While I agonize over this terrifying contact with death, our professor, his long and white coat covered with blood stains here and there, is pounding on the skull with a hammer, cutting the bones with a dull saw and, when he feels a bit tired, is murmuring a cheerful song just like always!

A classmate’s description of his experience at the Anatomy Lab complements Rifat’s: 

“There were many of us who would get sick and faint. We would be unable to eat for weeks (after a session at the Anatomy Lab). Mazhar (Osman) had to immediately run outside the first time he saw a cadaver. Then he came back with a handkerchief dipped in lavender water held to his nose and never gave up his space in the first row. Since the first row of chairs was always occupied by the top students, the rest of us would spend the whole year never seeing anything and ended up just relying on the professor’s lectures and books. Mazhar Pasha would not even know that most of the students were absent. He would continue puffing on his pipe, probably hoping that the stench would be somewhat covered by the pipe smoke and keep talking at times singing as he cut up the cadaver covered with flies.” (Behmoaras, 2001: 54)

 

Abdulhamid’s Spies

In the evenings Rifat takes the roll. This is one of his duties as the Başçavuş of the class. All students have to line up on opposite sides of the courtyard. Then the trumpet signals the time for each class başçavuş to return the roll to the guard. Once they return to their places, the trumpet this time signals the salute to the Ottoman Sultan. All students then shout: Long Live Padishah, Long Live Padishah, Long Live Padishah! When Rifat finds out for the first time that some students are heartily shouting ‘Down with the Padishah’ instead, he is so embarrassed that he wishes to disappear. But later he gets used to this routine. Even though his rebellion doesn’t go as far as shouting ‘Down with the Padishah’, many times he just makes the motions of opening and closing his mouth without saying anything.

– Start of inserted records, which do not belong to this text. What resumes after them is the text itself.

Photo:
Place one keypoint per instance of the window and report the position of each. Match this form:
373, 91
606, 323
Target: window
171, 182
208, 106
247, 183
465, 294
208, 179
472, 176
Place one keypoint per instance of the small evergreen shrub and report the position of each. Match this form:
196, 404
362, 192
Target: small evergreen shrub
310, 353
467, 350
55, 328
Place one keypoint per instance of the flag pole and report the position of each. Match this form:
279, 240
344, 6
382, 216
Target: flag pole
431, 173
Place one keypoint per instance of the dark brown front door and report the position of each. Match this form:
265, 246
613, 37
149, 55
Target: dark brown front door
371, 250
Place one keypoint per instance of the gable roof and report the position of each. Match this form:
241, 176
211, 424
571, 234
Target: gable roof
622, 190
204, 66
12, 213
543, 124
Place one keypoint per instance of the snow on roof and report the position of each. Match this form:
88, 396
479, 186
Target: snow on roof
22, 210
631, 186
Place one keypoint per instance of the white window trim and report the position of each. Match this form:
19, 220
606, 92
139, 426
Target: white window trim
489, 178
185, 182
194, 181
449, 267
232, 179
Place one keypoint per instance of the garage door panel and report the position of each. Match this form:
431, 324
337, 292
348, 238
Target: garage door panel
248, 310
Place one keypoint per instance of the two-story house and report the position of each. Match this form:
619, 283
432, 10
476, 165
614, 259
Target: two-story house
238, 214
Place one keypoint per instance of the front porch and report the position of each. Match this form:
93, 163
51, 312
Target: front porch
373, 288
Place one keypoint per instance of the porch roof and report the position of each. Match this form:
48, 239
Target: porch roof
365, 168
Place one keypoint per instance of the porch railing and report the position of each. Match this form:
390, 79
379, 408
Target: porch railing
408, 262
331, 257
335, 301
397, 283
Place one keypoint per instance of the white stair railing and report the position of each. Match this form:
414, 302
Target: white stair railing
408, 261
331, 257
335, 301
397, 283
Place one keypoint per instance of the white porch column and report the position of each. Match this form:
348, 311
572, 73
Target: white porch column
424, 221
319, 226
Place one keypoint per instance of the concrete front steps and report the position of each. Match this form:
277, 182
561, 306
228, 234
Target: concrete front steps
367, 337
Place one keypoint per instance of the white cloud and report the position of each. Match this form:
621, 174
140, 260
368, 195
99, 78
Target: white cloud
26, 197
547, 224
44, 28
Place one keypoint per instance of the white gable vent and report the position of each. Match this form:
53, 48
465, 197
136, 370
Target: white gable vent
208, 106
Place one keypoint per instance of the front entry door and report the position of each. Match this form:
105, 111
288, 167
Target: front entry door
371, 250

The Military Academy is at the center of opposition to Abdulhamid’s despotic rule and its students represent the quest for freedom, human rights, and the desire for progress. In fact, the opposition that eventually toppled the Sultan started at this school. The regime of terror does not discourage the students. Just the opposite, they become even more resolute. The professors and students are partners, while the administrators are the people that the Sultan has appointed. The administrators look for any opportunity to discipline the students. The students may not bring in any outside book or reading material. They cannot leave the school during the week, cannot even go walking in the botanical garden just outside its walls. By the time Rifat enrolls in the Academy, Sultan Abdulhamid has decided that it is the hotbed of potential rebellion against him and is appointing soldiers rather than doctors to head and administer it. The Sultan is literally afraid of the students of this military academy and therefore is resolved to keep them under tight control. Most of the administrators are known to be “journalci” (spies) for the Palace. Luckily the majority of the faculty does get along with the Administration but any member of faculty who is known to be close to the Yildiz Palace (where the Sultan resides) is looked askance, and is not popular. Overall, the faculty try to protect their students from Abdulhamid’s wrath and give them moral support, as well as instruction in particular fields.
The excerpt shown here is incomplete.